A entrevista evidencia que, enquanto em seu cotidiano o aluno realiza leituras que o desafiam a buscar outras informações (“Dentro do USB tem um negócio sobre uma rede, aí eu pego e já começo a ler sobre a rede. Eu vou sempre achando alguma coisa a mais”), construindo redes hipertextuais, a leitura na escola se encerra num processo de tradução, sem interesse e sem função, destinada apenas para o treino e a avaliação escolar.

O sujeito 01F faz uma crítica e sugere uma possível abordagem para se trabalhar a leitura nas aulas de português.

A leitura na escola não é incentivada. Eles falam muito “ah, você precisa ler”, mas não tem um certo incentivo. Quando a professora quer passar um livro pra todo mundo ler, ela vai passar aquilo que ela gosta, não o que a grande maioria vai gostar. Tanto que se a pessoa pegar um livro sozinho na biblioteca, ela vai ler tranquilamente.
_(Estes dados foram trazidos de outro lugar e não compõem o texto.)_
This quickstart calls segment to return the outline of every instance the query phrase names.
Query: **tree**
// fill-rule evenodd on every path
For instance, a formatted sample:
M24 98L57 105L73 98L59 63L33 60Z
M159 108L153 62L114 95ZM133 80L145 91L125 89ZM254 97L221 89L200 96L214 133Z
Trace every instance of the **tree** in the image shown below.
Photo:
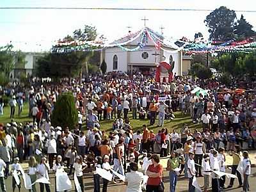
M205 65L196 63L192 65L189 74L200 79L209 79L212 76L211 70Z
M247 54L244 61L246 73L253 77L256 74L256 51Z
M71 129L75 127L78 122L78 114L72 93L63 93L59 96L51 120L54 127L68 127Z
M67 35L60 40L62 42L72 42L77 45L78 41L92 41L97 37L97 29L95 26L85 25L84 29L78 29L72 35ZM88 44L89 45L89 44ZM56 45L55 47L64 47L66 45ZM89 45L90 46L90 45ZM93 46L91 46L93 47ZM65 54L51 53L40 60L36 68L37 75L40 77L72 77L80 76L83 71L88 74L88 65L99 66L99 60L91 60L94 55L93 51L72 51ZM94 62L96 63L94 63ZM93 70L95 69L93 67ZM85 69L84 70L83 70ZM90 67L90 69L92 68ZM61 69L61 70L60 70Z
M106 63L105 60L103 60L102 63L101 63L100 70L102 74L106 74L107 71L107 63Z
M13 51L12 45L0 47L0 70L5 78L9 78L10 72L15 67L24 68L26 55L20 51Z
M204 36L201 32L195 33L195 43L199 43L204 40Z
M211 62L211 66L218 72L228 72L233 77L240 77L244 74L243 53L224 54Z
M236 35L237 39L243 40L248 37L256 35L256 32L252 30L253 26L249 24L243 15L237 20L236 25L234 26L234 32Z
M225 6L212 12L204 20L211 40L226 40L234 37L234 26L236 14Z

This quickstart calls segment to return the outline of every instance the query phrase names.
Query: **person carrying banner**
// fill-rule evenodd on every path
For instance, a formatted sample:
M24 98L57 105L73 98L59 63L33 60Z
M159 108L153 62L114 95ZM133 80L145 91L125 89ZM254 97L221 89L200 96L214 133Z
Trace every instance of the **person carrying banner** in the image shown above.
M15 191L16 185L19 188L19 192L20 192L21 182L20 177L19 176L20 173L21 165L19 163L19 158L16 157L14 159L14 163L12 164L11 173L13 175L12 177L12 191L14 192Z
M47 163L47 159L45 157L43 157L41 159L40 163L37 165L36 173L38 175L38 179L45 177L49 180L49 179L48 171L49 170L50 167L49 164ZM39 184L40 184L40 192L44 192L44 186L45 186L46 192L51 192L50 186L49 184L39 182Z
M31 183L33 183L36 180L36 160L34 156L31 156L28 162L28 174L29 175ZM29 190L29 192L36 192L36 185L32 186L32 189Z

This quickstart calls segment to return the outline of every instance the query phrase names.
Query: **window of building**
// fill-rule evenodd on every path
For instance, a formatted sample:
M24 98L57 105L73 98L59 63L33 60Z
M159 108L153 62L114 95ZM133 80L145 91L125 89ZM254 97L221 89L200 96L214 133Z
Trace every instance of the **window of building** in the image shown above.
M141 57L144 59L144 60L147 60L148 58L148 53L147 53L147 52L143 52L141 54Z
M114 55L114 57L113 58L113 70L117 69L118 62L118 58L117 58L117 56L115 54L115 55Z
M172 63L172 62L173 61L173 58L172 58L172 54L170 56L170 63Z

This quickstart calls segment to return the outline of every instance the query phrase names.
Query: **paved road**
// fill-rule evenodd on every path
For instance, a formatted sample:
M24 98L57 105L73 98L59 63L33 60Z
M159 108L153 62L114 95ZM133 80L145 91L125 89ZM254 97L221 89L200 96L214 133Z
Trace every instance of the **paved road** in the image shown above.
M228 170L227 172L230 173L230 170ZM256 168L252 168L252 174L249 178L249 184L250 185L250 189L251 189L251 191L256 191L256 184L256 184ZM166 189L165 191L169 191L169 178L168 178L168 172L164 172L164 186L165 186L165 189ZM54 191L54 190L55 190L54 189L54 175L53 175L53 174L50 175L51 182L51 191ZM74 188L74 183L73 183L73 180L72 180L72 177L70 179L72 179L72 186ZM204 180L203 180L202 177L200 177L198 179L198 182L200 186L203 186ZM84 174L84 184L85 191L89 191L89 192L93 191L93 180L92 173L89 173ZM226 184L228 185L228 184L229 184L229 180L227 179L227 180L226 180ZM7 191L12 191L11 177L9 177L6 180L6 184ZM39 184L36 184L36 185L37 185L36 186L37 191L40 191ZM233 188L232 189L226 189L225 191L232 191L232 192L243 191L242 188L235 188L237 186L238 186L237 181L235 180L235 184L234 186L234 188ZM125 188L126 188L124 184L124 183L118 183L117 184L109 184L108 191L108 192L124 192L125 190ZM186 191L188 191L188 180L184 179L184 177L182 175L181 175L178 180L176 191L177 192L186 192ZM75 190L74 188L70 191L74 191ZM16 189L15 191L18 191L17 189ZM23 182L22 182L21 192L24 192L24 191L28 191L24 188Z

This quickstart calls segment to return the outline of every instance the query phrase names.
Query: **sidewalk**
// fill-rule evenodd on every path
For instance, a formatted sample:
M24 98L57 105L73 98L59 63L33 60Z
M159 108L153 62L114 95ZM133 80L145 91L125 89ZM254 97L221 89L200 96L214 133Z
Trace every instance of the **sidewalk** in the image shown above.
M232 164L232 157L228 153L225 154L226 156L226 166L230 166ZM163 157L160 159L160 163L163 165L163 168L167 167L167 161L170 156ZM251 160L252 166L256 166L256 150L249 151L249 157ZM142 159L140 159L142 160ZM21 164L22 168L26 170L28 169L28 163L24 163ZM138 164L139 168L141 168L140 163Z

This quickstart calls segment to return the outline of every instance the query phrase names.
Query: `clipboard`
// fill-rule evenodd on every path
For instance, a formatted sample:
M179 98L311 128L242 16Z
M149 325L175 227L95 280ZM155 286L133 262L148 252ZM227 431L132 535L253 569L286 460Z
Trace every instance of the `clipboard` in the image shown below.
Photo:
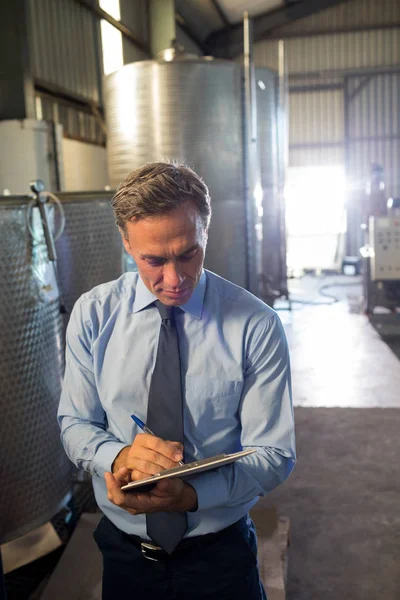
M257 452L257 450L255 448L251 448L249 450L235 452L234 454L217 454L216 456L211 456L210 458L203 458L202 460L196 460L195 462L187 463L182 467L166 469L165 471L161 471L161 473L152 475L148 479L131 481L130 483L122 486L121 490L123 492L148 492L156 485L158 481L162 481L163 479L173 479L176 477L181 479L189 479L198 473L204 473L204 471L211 471L212 469L217 469L223 465L229 465L239 458L248 456L254 452Z

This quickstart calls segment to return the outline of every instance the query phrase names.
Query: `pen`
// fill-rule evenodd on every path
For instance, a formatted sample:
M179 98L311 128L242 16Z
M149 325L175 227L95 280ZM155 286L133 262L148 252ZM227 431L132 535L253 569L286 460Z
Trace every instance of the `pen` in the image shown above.
M138 425L140 427L140 429L142 429L142 431L144 431L145 433L149 433L150 435L156 435L155 433L153 433L151 431L151 429L149 429L147 427L147 425L145 425L143 423L143 421L141 419L139 419L139 417L137 417L136 415L131 415L131 418L135 421L136 425ZM178 464L181 465L181 467L183 467L183 465L185 463L183 463L181 460L178 461Z

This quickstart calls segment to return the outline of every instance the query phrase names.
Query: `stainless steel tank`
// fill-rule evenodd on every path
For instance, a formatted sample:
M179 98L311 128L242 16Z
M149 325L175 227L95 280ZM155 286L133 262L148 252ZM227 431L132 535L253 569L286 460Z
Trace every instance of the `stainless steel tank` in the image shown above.
M65 228L56 242L57 270L67 314L84 292L123 272L122 240L110 192L57 193Z
M29 197L0 197L0 542L48 521L69 497L56 420L63 372L59 292Z
M205 265L247 287L240 65L193 57L126 65L106 77L105 105L111 185L146 162L184 160L211 193Z

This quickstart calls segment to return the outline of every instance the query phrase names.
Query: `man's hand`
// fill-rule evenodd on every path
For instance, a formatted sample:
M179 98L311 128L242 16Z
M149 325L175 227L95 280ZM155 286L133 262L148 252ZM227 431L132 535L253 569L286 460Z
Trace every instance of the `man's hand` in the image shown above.
M170 442L171 443L171 442ZM121 486L129 481L129 470L122 468L116 473L104 475L108 499L132 515L152 512L191 511L197 508L194 488L182 479L164 479L148 493L125 493Z
M123 448L115 459L112 471L126 467L132 481L146 479L165 469L173 469L182 460L183 446L168 442L148 433L139 433L132 446Z

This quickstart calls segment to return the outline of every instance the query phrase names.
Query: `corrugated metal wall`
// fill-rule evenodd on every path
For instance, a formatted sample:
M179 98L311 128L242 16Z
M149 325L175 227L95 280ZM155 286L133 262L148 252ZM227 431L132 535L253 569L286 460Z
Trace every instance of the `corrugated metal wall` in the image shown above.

Se o professor pedir pra ela pegar um livro, ela não vai gostar por conta do preconceito de ler [o livro que o professor passou]... porque ler é chato, é muito difícil. Pra você começar a ler, não é fácil. Você tem que começar, se esforçar até você pegar o costume de ler. (Trecho da entrevista do sujeito 01F)

O sujeito 01F revela que a própria instituição de ensino não cria situações para promover o incentivo à leitura, e quando a escola cria oportunidades, a leitura muitas vezes não é de interesse dos alunos. Essa circunstância desfavorece o encontro dos discentes com a (re)construção e interpretação dos sentidos dos textos. Assim como sugere o sujeito 01F, é possível defender que a formação do aluno leitor surge a partir de seus próprios interesses, experiências e vivências de leitura. A participação do professor pode ser fundamental para, no diálogo com o aluno, ampliar esse interesse. Uma forma de fazer isso é apresentar outros textos para ampliar o universo de leituras.